The last of the sun’s glow had long faded completely from the sky. Crickets chirped an impromptu chorus. The heat of the day’s unrelenting sun lingered long into the night, the streets radiated with its warmth. During these long summer months, it simply made more sense to stay up all night and sleep all day. I closed the door and sat on the stone step. There was a moment of quiet, precious night was mine for now. I ritually sparked a cigarette, inhaled, exhaled, then chased it with beer. The line between ritual and habit is often blurred. I felt a rush of blood push from behind my eyes. The weight of my head could be felt, its contents sloshing around when I moved it. The knot of anxiety I carried through the house felt further away. I took in the clear sky. The depth of the stars above could be felt when looking straight up, like hanging upside-down over an ocean. There was no end in sight, just layer upon layer of tiny pinholes where the light could shine through.
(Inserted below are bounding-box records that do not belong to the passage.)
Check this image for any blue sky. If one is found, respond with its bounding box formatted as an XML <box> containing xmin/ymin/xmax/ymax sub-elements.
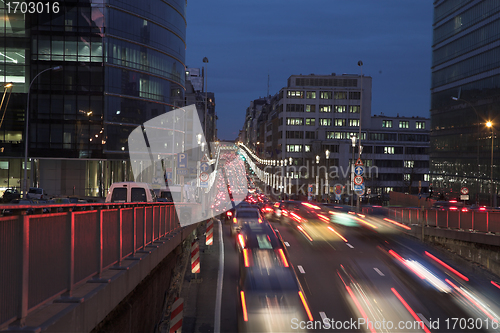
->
<box><xmin>186</xmin><ymin>0</ymin><xmax>433</xmax><ymax>140</ymax></box>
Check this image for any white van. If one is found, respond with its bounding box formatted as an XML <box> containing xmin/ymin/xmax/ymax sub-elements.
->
<box><xmin>106</xmin><ymin>182</ymin><xmax>156</xmax><ymax>202</ymax></box>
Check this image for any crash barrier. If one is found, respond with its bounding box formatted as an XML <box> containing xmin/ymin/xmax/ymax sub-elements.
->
<box><xmin>0</xmin><ymin>203</ymin><xmax>192</xmax><ymax>329</ymax></box>
<box><xmin>388</xmin><ymin>208</ymin><xmax>500</xmax><ymax>233</ymax></box>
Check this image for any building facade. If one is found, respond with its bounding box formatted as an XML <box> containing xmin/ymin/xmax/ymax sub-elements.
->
<box><xmin>430</xmin><ymin>0</ymin><xmax>500</xmax><ymax>206</ymax></box>
<box><xmin>240</xmin><ymin>74</ymin><xmax>430</xmax><ymax>199</ymax></box>
<box><xmin>0</xmin><ymin>0</ymin><xmax>186</xmax><ymax>196</ymax></box>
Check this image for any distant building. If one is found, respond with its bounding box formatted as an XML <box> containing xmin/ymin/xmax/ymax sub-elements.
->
<box><xmin>430</xmin><ymin>0</ymin><xmax>500</xmax><ymax>204</ymax></box>
<box><xmin>240</xmin><ymin>74</ymin><xmax>430</xmax><ymax>201</ymax></box>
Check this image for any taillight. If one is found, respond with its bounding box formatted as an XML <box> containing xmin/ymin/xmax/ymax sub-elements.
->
<box><xmin>238</xmin><ymin>234</ymin><xmax>245</xmax><ymax>249</ymax></box>
<box><xmin>243</xmin><ymin>249</ymin><xmax>250</xmax><ymax>267</ymax></box>
<box><xmin>298</xmin><ymin>291</ymin><xmax>313</xmax><ymax>321</ymax></box>
<box><xmin>240</xmin><ymin>290</ymin><xmax>246</xmax><ymax>321</ymax></box>
<box><xmin>278</xmin><ymin>249</ymin><xmax>288</xmax><ymax>267</ymax></box>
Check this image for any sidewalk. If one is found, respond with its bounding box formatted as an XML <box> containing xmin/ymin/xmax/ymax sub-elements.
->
<box><xmin>181</xmin><ymin>220</ymin><xmax>220</xmax><ymax>333</ymax></box>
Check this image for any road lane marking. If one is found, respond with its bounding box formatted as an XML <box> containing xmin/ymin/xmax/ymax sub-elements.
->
<box><xmin>214</xmin><ymin>219</ymin><xmax>224</xmax><ymax>333</ymax></box>
<box><xmin>417</xmin><ymin>313</ymin><xmax>431</xmax><ymax>327</ymax></box>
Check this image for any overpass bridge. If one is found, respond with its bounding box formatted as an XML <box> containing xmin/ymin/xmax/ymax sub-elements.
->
<box><xmin>0</xmin><ymin>203</ymin><xmax>198</xmax><ymax>332</ymax></box>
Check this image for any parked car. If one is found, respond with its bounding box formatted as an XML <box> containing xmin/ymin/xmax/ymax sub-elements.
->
<box><xmin>2</xmin><ymin>188</ymin><xmax>21</xmax><ymax>202</ymax></box>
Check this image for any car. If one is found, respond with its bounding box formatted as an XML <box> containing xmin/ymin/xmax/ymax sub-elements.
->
<box><xmin>231</xmin><ymin>207</ymin><xmax>263</xmax><ymax>235</ymax></box>
<box><xmin>2</xmin><ymin>188</ymin><xmax>21</xmax><ymax>202</ymax></box>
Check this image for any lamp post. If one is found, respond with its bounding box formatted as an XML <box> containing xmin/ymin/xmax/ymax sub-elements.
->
<box><xmin>351</xmin><ymin>135</ymin><xmax>356</xmax><ymax>207</ymax></box>
<box><xmin>203</xmin><ymin>57</ymin><xmax>208</xmax><ymax>138</ymax></box>
<box><xmin>23</xmin><ymin>66</ymin><xmax>63</xmax><ymax>198</ymax></box>
<box><xmin>451</xmin><ymin>93</ymin><xmax>481</xmax><ymax>205</ymax></box>
<box><xmin>486</xmin><ymin>121</ymin><xmax>494</xmax><ymax>207</ymax></box>
<box><xmin>325</xmin><ymin>149</ymin><xmax>330</xmax><ymax>203</ymax></box>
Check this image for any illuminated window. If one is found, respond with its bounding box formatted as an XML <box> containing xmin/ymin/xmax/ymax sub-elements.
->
<box><xmin>349</xmin><ymin>119</ymin><xmax>359</xmax><ymax>127</ymax></box>
<box><xmin>319</xmin><ymin>105</ymin><xmax>332</xmax><ymax>112</ymax></box>
<box><xmin>415</xmin><ymin>121</ymin><xmax>425</xmax><ymax>129</ymax></box>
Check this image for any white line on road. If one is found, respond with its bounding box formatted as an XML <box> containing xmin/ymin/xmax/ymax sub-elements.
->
<box><xmin>417</xmin><ymin>313</ymin><xmax>431</xmax><ymax>327</ymax></box>
<box><xmin>214</xmin><ymin>219</ymin><xmax>224</xmax><ymax>333</ymax></box>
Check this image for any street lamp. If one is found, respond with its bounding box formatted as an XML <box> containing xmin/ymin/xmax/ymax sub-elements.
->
<box><xmin>23</xmin><ymin>66</ymin><xmax>63</xmax><ymax>198</ymax></box>
<box><xmin>451</xmin><ymin>93</ymin><xmax>481</xmax><ymax>205</ymax></box>
<box><xmin>203</xmin><ymin>57</ymin><xmax>208</xmax><ymax>137</ymax></box>
<box><xmin>325</xmin><ymin>149</ymin><xmax>330</xmax><ymax>203</ymax></box>
<box><xmin>486</xmin><ymin>121</ymin><xmax>494</xmax><ymax>207</ymax></box>
<box><xmin>351</xmin><ymin>135</ymin><xmax>356</xmax><ymax>207</ymax></box>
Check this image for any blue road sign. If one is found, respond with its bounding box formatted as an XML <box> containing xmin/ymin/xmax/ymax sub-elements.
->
<box><xmin>177</xmin><ymin>153</ymin><xmax>187</xmax><ymax>168</ymax></box>
<box><xmin>177</xmin><ymin>168</ymin><xmax>189</xmax><ymax>176</ymax></box>
<box><xmin>354</xmin><ymin>165</ymin><xmax>365</xmax><ymax>176</ymax></box>
<box><xmin>200</xmin><ymin>162</ymin><xmax>210</xmax><ymax>172</ymax></box>
<box><xmin>354</xmin><ymin>184</ymin><xmax>365</xmax><ymax>192</ymax></box>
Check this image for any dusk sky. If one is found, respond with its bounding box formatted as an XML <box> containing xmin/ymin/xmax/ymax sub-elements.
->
<box><xmin>186</xmin><ymin>0</ymin><xmax>433</xmax><ymax>140</ymax></box>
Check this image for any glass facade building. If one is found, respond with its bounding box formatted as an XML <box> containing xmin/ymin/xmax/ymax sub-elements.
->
<box><xmin>0</xmin><ymin>0</ymin><xmax>186</xmax><ymax>196</ymax></box>
<box><xmin>430</xmin><ymin>0</ymin><xmax>500</xmax><ymax>204</ymax></box>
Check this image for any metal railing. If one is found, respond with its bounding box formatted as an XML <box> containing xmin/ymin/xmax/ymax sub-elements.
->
<box><xmin>0</xmin><ymin>203</ymin><xmax>189</xmax><ymax>329</ymax></box>
<box><xmin>388</xmin><ymin>208</ymin><xmax>500</xmax><ymax>233</ymax></box>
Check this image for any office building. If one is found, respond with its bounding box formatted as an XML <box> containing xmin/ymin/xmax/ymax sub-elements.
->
<box><xmin>430</xmin><ymin>0</ymin><xmax>500</xmax><ymax>204</ymax></box>
<box><xmin>0</xmin><ymin>0</ymin><xmax>186</xmax><ymax>196</ymax></box>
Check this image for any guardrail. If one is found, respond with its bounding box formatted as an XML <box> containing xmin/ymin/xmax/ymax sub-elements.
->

The door opened behind me and light flooded out from inside. Jerry appeared in the threshold. “There you are.” He closed the door and stepped down onto the concrete patio. “You know it’s cool to smoke inside, right?”

I stood up. “Yeah, I just wanted some fresh air.”
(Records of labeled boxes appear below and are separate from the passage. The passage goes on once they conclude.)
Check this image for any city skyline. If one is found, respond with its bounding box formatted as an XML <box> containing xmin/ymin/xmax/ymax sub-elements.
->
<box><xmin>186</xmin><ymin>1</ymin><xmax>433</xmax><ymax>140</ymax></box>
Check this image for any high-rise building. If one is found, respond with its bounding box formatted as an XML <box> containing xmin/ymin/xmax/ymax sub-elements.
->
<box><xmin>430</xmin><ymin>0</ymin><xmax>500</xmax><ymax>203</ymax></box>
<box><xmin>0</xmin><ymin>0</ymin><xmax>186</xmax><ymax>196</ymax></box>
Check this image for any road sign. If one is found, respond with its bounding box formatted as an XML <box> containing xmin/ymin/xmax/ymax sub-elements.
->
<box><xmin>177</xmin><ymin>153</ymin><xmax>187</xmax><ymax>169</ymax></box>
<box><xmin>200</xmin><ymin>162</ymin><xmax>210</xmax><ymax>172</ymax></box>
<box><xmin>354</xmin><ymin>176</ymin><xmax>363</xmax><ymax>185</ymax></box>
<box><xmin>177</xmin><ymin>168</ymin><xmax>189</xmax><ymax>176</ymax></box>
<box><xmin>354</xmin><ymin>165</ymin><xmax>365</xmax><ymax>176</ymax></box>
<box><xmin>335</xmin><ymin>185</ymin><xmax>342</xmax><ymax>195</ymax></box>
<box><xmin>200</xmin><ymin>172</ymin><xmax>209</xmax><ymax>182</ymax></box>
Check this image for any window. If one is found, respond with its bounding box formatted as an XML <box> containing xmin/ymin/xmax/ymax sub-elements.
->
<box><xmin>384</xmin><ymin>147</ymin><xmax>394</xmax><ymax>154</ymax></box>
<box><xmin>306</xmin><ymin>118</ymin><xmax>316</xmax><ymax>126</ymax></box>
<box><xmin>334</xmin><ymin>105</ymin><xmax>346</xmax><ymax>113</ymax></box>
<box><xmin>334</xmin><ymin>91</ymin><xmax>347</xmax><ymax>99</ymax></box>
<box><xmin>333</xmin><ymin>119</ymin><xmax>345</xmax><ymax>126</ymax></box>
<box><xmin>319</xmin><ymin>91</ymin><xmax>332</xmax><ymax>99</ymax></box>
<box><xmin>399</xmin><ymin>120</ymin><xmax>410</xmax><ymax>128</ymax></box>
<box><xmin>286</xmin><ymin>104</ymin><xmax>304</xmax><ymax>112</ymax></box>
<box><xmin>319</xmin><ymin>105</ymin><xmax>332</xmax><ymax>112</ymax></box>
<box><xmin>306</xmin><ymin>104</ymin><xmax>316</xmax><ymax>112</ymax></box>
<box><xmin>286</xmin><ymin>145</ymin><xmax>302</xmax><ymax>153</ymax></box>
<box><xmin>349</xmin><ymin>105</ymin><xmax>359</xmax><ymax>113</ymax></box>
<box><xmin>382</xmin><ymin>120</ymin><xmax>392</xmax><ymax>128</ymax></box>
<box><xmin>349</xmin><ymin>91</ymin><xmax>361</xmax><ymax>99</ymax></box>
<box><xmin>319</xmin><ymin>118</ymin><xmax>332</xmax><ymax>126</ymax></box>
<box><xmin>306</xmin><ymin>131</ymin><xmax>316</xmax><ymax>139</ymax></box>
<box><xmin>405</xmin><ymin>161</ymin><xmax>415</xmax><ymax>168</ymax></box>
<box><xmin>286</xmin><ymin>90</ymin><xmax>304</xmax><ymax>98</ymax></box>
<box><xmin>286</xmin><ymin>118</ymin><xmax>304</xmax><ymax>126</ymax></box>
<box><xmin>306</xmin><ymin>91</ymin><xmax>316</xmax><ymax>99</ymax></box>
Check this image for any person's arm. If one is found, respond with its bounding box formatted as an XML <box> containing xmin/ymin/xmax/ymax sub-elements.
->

He looked up at the unlit bare light bulb sticking out over the doorway. “Why are you sitting in the dark?”

I shrugged. “No reason.”

“You’re not getting emo on me?”

“No, I just don’t like the light. Can’t see the stars when it’s too bright.” The words felt odd as I said them, like they were merely thoughts and not said aloud. The words spoken in a waking dream state of intoxication.

“Whatever, wanted to tell you that Greg made it back.” I could tell from his tone he was excited, almost like he was about to tell the punchline to a joke.

I wasn’t sure why that mattered. “Okay. And you’re telling me because,” I trailed off, waiting for him to finish my sentence for me. I waited for an awkward moment before asking again. “So, what does that mean?”

“He was picking something up for me. Remember what I told you about?” He almost couldn’t contain himself. “Dude, I scored it.”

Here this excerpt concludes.